I’m not dealing well with my dad’s deathAsked by an Anonymous User on with 1 answer:
Q: My dad died about 7 months ago from bone cancer. I was his caregiver since i was 15. I dropped out of school to go and take care of him . my dad was gone most of my life and left me with my alchoholic abusive mom, while he was away. When my dad came to visit me, it was like he was saving me.and i looked up to him so much..over the past 3 anda half years i lived with him, i got to know him very well, he was truly my best friend and was the only one i could really talk to, this last summer he got really sick, the doctors all told me he was going to get better. Then he got very sick and was put into a drug-induced coma and was on a breathing machine. He told me he never wanted to be on life support, so after a day i put him on comfort care, he passed, i was the only one who could have made that decision, and i didnt want him to be in pain anymore. I am so angry all the time, and my mind is always fuzzy. i do what i have to do and nothing more. i am depressed.. i know i need help but i dont know where to start. me and my boyfriend fight, and its usually my fault, i am controlling, and last night i actually punched him in the back. coming from an abusive childhood i hate that i did that. no one has the right to hit anyone, i have so much rage and hate in me, my dad was truly my life. I am so frustrated. if you have anything that would help, please let me know. because i dont know what to do with myself.
A: I’m very sorry for your loss. Please understand that what you are feeling is absolutely normal. You are grieving. You finally got the father you always wanted, only to have him taken away – this time permanently.

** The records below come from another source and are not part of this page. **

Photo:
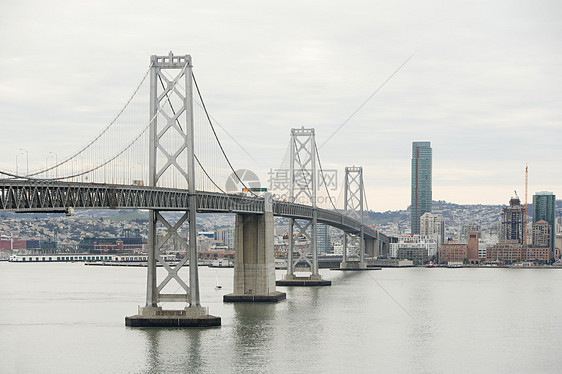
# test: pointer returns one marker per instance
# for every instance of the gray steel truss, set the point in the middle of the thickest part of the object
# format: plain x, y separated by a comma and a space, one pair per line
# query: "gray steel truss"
171, 152
354, 243
303, 189
58, 197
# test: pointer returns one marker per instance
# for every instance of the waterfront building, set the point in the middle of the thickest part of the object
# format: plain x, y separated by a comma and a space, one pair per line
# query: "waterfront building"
543, 209
453, 253
418, 248
433, 224
421, 183
542, 234
512, 251
512, 221
466, 228
472, 247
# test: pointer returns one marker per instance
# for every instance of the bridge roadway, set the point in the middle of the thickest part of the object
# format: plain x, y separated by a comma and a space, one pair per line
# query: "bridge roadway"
57, 197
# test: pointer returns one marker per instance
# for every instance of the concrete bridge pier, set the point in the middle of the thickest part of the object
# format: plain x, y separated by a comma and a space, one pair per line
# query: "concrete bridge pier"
358, 262
254, 262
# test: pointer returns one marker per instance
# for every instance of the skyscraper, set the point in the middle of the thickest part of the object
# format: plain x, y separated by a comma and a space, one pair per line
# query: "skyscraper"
512, 222
421, 183
543, 209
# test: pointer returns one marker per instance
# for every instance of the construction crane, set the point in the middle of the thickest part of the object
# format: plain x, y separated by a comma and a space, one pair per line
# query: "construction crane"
525, 211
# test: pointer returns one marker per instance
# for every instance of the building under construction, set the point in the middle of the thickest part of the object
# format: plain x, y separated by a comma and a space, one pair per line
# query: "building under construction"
513, 221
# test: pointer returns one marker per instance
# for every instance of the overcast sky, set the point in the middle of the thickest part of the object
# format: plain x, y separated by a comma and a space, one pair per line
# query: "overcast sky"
484, 84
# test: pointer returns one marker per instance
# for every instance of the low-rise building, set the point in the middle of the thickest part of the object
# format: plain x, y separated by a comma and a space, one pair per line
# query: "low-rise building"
453, 253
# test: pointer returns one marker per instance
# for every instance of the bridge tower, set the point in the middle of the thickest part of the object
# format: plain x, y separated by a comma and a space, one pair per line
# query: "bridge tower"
354, 243
303, 182
171, 157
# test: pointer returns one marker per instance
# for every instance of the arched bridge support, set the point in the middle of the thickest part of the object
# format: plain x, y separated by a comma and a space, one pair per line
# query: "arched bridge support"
254, 262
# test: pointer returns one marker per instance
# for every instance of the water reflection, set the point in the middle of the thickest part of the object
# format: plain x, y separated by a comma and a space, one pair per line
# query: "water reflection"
173, 350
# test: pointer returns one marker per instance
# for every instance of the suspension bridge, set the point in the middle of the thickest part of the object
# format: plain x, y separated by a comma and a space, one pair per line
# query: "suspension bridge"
172, 161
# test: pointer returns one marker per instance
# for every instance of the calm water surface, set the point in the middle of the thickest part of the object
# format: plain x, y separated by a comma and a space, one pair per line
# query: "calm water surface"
69, 318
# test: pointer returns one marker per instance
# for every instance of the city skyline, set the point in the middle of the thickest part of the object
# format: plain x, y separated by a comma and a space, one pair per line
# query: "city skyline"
483, 87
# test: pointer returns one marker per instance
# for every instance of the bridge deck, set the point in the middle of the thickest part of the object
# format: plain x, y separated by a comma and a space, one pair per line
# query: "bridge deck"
48, 196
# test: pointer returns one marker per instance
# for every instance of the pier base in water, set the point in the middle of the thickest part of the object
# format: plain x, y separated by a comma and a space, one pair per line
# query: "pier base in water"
310, 281
188, 317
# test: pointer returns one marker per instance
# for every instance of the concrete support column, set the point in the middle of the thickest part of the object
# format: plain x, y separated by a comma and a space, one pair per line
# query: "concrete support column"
254, 262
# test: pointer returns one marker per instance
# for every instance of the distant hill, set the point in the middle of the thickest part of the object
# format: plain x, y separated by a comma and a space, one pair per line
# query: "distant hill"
455, 215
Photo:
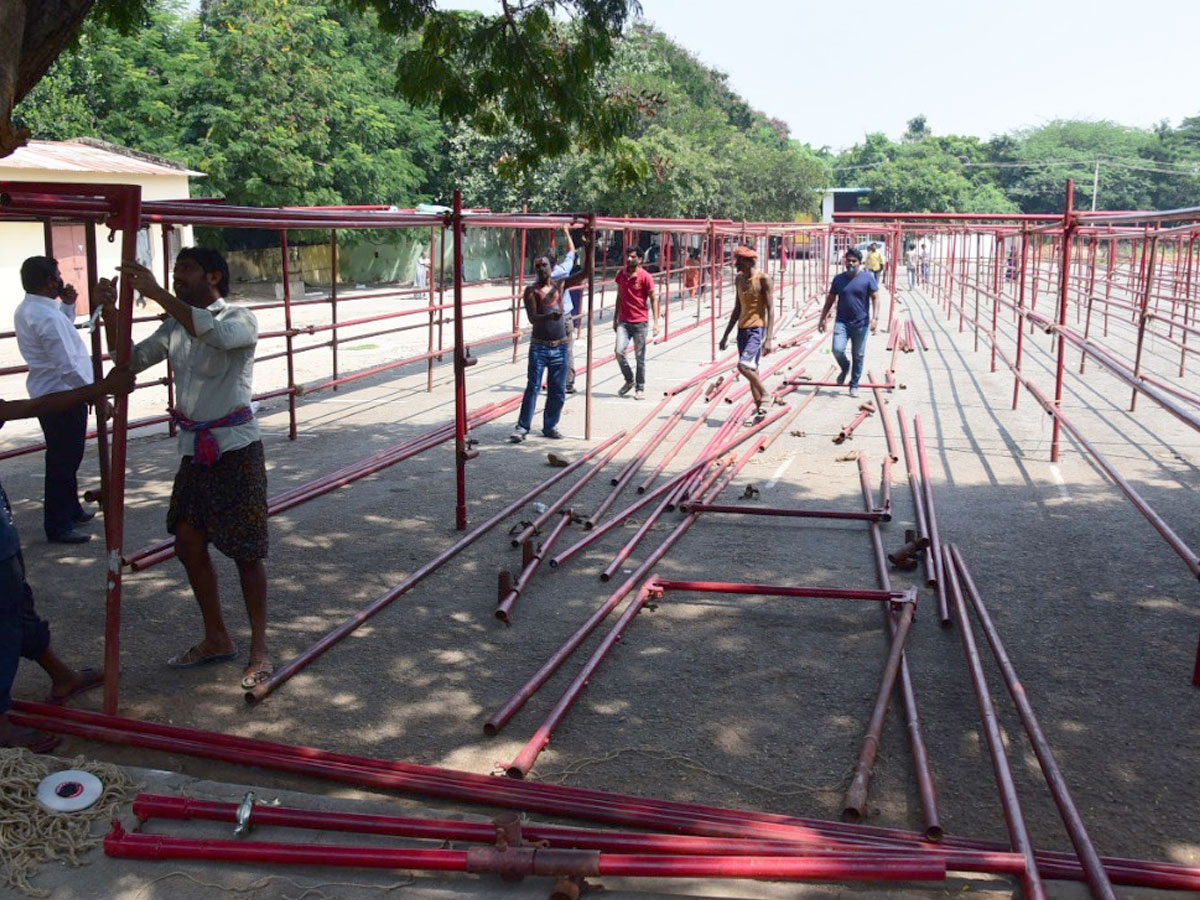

You had to make decisions that were very, very hard to make. Of course you are angry. Of course you are sad. Of course you are having a very, very difficult time. You are right that you shouldn’t take it out on your boyfriend. There are no excuses for violence. But please don’t be hard on yourself for not being able to handle this on your own. This is the first important death you have experienced. It takes time; often far more time than people expect. It also helps to have support from people who have been through it. If you have a community of faith, please reach out to it. If you don’t, I suggest you find a therapist who specializes in grief. Ask your doctor for a referral or go to the Therapist Locator on our homepage. If you can’t afford a therapist, there are web sites and web communities for people who are working through grief. Give yourself some help and some time and you will work it through. I know that you know that, as hard as this is, you were blessed to have a dad you could call your best friend. Even death can’t take that away.
I wish you well.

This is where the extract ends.